Early diagnosis, treatment key to tackling infertility, PCOS – Ajayi
Polycystic Ovary Syndrome (PCOS), classified by the World Health Organisation (WHO) as group II ovulation disorder, is one of the most common health problems in women of reproductive age.
Accompanied by chronic anovulation, a consultant gynecologist/obstetrician, Dr. Abayomi Ajayi said PCOS has that early diagnosis and treatment alongside weight loss may lower the risk of long-term complications.
He said this at a webinar while speaking on the theme, ‘How To Tackle Infertility In 2023 Is Also Good.’ He stressed that for a diagnosis of PCOS, history of irregular menstruation and other clinical examinations are required to ascertain a woman has PCOS.

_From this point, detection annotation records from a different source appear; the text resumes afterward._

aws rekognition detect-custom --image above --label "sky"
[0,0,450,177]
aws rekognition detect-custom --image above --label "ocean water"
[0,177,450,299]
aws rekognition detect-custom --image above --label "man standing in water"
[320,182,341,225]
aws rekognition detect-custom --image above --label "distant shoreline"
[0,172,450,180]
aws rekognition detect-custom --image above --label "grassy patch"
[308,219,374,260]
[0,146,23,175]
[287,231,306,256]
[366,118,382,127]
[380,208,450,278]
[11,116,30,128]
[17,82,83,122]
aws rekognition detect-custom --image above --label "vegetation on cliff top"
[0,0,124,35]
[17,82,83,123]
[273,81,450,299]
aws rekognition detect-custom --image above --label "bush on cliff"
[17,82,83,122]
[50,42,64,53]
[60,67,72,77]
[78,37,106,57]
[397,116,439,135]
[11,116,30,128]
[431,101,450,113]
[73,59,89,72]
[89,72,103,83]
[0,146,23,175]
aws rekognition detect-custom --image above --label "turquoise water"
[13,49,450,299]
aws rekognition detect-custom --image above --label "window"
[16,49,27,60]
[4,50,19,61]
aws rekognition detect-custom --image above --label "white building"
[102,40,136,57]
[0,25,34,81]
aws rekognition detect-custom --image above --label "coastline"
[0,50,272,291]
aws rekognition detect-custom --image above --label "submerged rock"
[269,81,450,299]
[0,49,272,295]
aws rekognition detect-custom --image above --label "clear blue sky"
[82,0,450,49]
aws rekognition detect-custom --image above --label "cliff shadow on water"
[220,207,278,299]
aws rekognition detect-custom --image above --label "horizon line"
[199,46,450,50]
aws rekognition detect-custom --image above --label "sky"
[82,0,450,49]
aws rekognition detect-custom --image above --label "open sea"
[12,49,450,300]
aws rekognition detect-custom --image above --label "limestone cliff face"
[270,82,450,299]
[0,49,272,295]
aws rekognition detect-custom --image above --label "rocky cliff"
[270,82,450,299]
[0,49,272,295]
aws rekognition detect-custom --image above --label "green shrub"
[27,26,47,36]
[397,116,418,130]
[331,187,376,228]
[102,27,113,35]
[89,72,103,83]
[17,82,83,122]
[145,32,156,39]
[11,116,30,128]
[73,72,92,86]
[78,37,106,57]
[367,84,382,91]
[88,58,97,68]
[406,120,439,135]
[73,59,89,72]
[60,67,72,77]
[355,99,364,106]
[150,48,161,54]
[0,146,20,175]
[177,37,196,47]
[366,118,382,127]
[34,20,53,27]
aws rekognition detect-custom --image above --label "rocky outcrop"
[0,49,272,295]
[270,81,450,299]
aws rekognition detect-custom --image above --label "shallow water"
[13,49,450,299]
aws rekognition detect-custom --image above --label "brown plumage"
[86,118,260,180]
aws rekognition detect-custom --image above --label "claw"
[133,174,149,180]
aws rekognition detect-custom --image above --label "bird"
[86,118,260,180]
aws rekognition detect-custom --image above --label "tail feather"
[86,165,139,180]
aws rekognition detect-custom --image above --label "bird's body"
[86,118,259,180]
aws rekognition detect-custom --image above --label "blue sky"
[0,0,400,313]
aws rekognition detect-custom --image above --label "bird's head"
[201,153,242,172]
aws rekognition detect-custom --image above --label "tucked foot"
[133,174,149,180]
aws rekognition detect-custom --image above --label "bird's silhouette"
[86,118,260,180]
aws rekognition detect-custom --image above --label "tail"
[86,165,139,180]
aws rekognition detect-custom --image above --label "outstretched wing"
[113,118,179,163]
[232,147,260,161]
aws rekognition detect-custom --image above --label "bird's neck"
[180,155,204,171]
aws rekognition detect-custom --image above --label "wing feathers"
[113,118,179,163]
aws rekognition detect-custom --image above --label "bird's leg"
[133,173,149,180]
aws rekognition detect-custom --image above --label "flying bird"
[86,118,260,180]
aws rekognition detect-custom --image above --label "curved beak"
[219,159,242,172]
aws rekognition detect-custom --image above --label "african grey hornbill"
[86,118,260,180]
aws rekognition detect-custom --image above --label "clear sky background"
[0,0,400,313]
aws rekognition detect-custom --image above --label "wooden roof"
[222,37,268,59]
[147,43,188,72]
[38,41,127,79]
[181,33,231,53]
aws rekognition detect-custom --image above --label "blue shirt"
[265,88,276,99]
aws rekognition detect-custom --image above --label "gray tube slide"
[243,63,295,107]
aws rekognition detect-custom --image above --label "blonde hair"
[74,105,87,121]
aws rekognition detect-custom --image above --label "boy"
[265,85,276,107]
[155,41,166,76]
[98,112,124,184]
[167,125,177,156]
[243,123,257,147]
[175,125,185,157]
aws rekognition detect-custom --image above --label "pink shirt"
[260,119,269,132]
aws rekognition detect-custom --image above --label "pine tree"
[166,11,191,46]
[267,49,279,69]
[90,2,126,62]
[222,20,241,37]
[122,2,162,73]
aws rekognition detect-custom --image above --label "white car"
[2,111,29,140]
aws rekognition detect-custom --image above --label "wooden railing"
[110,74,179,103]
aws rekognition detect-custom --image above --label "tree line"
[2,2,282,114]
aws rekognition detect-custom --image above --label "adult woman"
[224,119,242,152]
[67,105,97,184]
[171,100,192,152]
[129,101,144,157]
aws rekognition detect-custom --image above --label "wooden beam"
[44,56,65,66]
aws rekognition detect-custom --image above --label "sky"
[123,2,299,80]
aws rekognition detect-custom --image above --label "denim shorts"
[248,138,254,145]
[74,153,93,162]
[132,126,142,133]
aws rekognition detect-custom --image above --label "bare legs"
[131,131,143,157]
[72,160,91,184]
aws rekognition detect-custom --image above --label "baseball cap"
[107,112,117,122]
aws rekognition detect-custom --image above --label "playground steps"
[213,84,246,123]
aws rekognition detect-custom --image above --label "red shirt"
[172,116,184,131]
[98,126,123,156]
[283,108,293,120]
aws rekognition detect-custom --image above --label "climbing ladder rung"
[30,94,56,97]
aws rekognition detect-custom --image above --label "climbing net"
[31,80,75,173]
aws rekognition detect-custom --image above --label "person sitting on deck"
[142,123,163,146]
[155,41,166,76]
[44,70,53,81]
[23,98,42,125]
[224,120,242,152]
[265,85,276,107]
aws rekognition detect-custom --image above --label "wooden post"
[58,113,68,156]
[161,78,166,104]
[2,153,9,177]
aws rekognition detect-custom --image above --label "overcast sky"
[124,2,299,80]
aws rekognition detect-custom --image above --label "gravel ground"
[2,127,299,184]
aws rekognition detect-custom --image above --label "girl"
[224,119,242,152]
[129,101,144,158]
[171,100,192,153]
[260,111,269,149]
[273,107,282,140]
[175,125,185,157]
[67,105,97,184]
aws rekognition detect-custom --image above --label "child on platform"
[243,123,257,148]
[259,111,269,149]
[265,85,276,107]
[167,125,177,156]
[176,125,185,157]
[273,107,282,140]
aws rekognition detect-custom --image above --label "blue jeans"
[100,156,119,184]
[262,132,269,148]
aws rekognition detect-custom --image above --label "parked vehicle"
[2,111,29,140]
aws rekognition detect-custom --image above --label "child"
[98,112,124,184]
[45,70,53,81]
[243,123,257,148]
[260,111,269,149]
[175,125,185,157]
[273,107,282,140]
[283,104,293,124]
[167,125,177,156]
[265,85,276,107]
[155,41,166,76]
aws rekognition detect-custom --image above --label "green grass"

Ajayi, who doubles as Managing Director, Nordica Fertility Centre, Ikoyi, Lagos, noted that women with polycystic ovaries are at the risk of cardiovascular disease, obesity and diabetes. “You can’t cure it but you can manage it. You have to ensure you don’t gain unnecessary weight. Those conditions would make you gain weight, so this is the fight that you have to fight.
“For a woman with such condition to be able make babies, you have to check her and because she doesn’t ovulate, the medical professional will make her ovulate, using birth control pills to balance estrogen and testosterone levels before beginning fertility treatment among others. There may be fertility medications to jump-start the ovaries to send out more eggs.

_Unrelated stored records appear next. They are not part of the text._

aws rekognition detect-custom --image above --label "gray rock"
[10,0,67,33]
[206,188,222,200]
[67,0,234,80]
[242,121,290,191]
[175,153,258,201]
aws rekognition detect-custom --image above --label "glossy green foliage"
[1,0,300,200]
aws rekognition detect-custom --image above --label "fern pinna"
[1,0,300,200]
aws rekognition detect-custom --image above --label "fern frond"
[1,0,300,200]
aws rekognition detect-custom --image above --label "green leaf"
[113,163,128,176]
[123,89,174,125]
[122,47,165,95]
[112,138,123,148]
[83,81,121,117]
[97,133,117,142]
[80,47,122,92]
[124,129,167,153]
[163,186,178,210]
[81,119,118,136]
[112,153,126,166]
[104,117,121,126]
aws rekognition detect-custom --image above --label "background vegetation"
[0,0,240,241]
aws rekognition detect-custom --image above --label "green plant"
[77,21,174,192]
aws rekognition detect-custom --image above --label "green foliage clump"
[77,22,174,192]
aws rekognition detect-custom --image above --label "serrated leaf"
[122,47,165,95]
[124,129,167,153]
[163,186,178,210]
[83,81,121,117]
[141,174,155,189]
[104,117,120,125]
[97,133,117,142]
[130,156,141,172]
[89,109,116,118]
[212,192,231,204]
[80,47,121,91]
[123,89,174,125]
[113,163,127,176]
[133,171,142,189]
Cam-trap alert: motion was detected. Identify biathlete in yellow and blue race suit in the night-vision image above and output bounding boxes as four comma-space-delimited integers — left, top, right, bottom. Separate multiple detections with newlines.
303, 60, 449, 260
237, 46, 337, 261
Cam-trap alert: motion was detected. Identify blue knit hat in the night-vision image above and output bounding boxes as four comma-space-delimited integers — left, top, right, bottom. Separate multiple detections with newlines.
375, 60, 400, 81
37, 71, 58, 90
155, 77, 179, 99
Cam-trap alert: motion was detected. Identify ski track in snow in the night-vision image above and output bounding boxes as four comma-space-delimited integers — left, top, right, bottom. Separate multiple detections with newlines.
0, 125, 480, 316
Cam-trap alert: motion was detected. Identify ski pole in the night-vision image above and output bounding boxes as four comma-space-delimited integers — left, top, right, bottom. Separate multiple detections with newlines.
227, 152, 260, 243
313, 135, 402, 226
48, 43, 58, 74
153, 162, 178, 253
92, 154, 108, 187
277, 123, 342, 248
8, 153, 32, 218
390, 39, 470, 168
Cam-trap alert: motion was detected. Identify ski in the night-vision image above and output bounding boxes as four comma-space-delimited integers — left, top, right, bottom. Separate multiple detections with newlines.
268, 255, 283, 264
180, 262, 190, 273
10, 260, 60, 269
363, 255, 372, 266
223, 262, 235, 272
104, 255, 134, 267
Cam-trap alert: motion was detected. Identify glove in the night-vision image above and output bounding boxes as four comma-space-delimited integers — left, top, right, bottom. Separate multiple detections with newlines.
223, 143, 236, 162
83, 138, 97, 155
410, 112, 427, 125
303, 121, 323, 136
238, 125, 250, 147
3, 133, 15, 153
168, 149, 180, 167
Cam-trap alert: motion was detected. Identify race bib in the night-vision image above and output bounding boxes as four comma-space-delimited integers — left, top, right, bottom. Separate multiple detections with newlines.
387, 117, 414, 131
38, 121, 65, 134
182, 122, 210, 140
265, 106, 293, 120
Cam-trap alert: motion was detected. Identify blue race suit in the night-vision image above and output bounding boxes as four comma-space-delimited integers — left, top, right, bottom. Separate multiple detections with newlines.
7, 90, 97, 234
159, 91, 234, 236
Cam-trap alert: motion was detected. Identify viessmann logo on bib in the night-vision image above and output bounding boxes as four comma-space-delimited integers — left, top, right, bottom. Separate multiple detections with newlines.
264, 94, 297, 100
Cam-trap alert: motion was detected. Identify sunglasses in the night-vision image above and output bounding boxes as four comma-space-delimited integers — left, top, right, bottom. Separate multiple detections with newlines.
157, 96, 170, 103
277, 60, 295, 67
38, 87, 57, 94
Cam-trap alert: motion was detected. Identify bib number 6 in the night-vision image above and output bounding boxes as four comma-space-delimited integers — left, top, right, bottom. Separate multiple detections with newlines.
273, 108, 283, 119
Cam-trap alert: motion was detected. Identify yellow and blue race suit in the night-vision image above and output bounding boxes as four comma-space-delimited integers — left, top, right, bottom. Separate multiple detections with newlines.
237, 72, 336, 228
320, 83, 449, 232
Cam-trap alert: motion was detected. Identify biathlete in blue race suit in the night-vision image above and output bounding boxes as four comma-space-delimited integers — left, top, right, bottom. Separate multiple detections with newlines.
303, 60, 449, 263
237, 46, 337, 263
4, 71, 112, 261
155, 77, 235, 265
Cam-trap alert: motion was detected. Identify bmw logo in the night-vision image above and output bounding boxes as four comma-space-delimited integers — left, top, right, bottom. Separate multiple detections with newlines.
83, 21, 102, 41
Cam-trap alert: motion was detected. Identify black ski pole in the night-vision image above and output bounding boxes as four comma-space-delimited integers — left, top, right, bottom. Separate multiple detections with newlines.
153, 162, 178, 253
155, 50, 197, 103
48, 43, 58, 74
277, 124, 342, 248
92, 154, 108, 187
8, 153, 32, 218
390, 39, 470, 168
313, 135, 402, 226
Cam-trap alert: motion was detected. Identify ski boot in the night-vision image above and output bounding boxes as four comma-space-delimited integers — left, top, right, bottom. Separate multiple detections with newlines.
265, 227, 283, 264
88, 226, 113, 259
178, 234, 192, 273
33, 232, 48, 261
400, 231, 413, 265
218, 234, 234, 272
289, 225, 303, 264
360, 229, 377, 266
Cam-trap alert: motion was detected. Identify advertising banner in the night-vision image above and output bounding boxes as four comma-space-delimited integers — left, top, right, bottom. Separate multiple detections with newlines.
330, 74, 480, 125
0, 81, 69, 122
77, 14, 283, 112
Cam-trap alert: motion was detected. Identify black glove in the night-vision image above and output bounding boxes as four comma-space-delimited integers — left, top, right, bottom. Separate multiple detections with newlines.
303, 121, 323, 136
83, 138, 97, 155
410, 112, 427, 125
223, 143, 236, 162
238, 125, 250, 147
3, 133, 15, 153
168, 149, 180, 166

“You may require In-Vitro Fertilisation treatment to help you get pregnant with PCOS in a satiation that the pregnancy didn’t happen naturally. There may be also other checkup that may include more blood tests, ultrasounds scans and a physical examination to help the situation.”
With about 10 percent of women with high levels of a form of testosterone called ‘free’ testosterone also battling polycystic ovary syndrome, it is characterised by irregular or absent menstrual periods, infertility, blood sugar disorders, acne and excess hair growth.
“Most women with PCOS are overweight or obese, though a small percentage have a normal body weight. Left untreated, high levels of androgens, regardless of whether a woman has PCOS or not, are associated with serious health consequences, such as insulin resistance and diabetes, high cholesterol, high blood pressure and heart disease,” he said.
However, medical research shows that women with PCOS have a high success rate of getting pregnant with IVF treatment.
Commenting on untreated Sexually Transmitted Diseases (STDs) as it affects fertility in 2023, Ajayi said it is one of the major causes of infertility, especially when poorly treated. He advised that no form of STDs should be treated at random, rather a culture test before empirical treatment.
While lamenting the dependency of Nigerian youths on drugs to achieve and sustain erection, he said, that all manner of drugs and concoctions being consumed by men to gain and sustain erection, is detrimental to their health and affect fertility.
According to him, STDs can directly or indirectly cause infertility in both women and men, if left untreated as infections can develop and cause infertility by moving up the reproductive system and spreading to the woman’s uterus, ovaries and fallopian tubes causing damage, scarring or inflammation.
Speaking on male factor, he said, “There is no doubt that drugs are damaging people system now. There are people that cannot have erection without drugs. Men are taking all manner of drugs to achieve erections just to prove that he is a man and not one-minute noddle man.
“It’s women that put some men on pressure because they call them two minutes noddle and the men in their part would want to prove to them that they are not two minutes noodles and would be using all manner of drugs to get erected which in some cases affect their fertility.”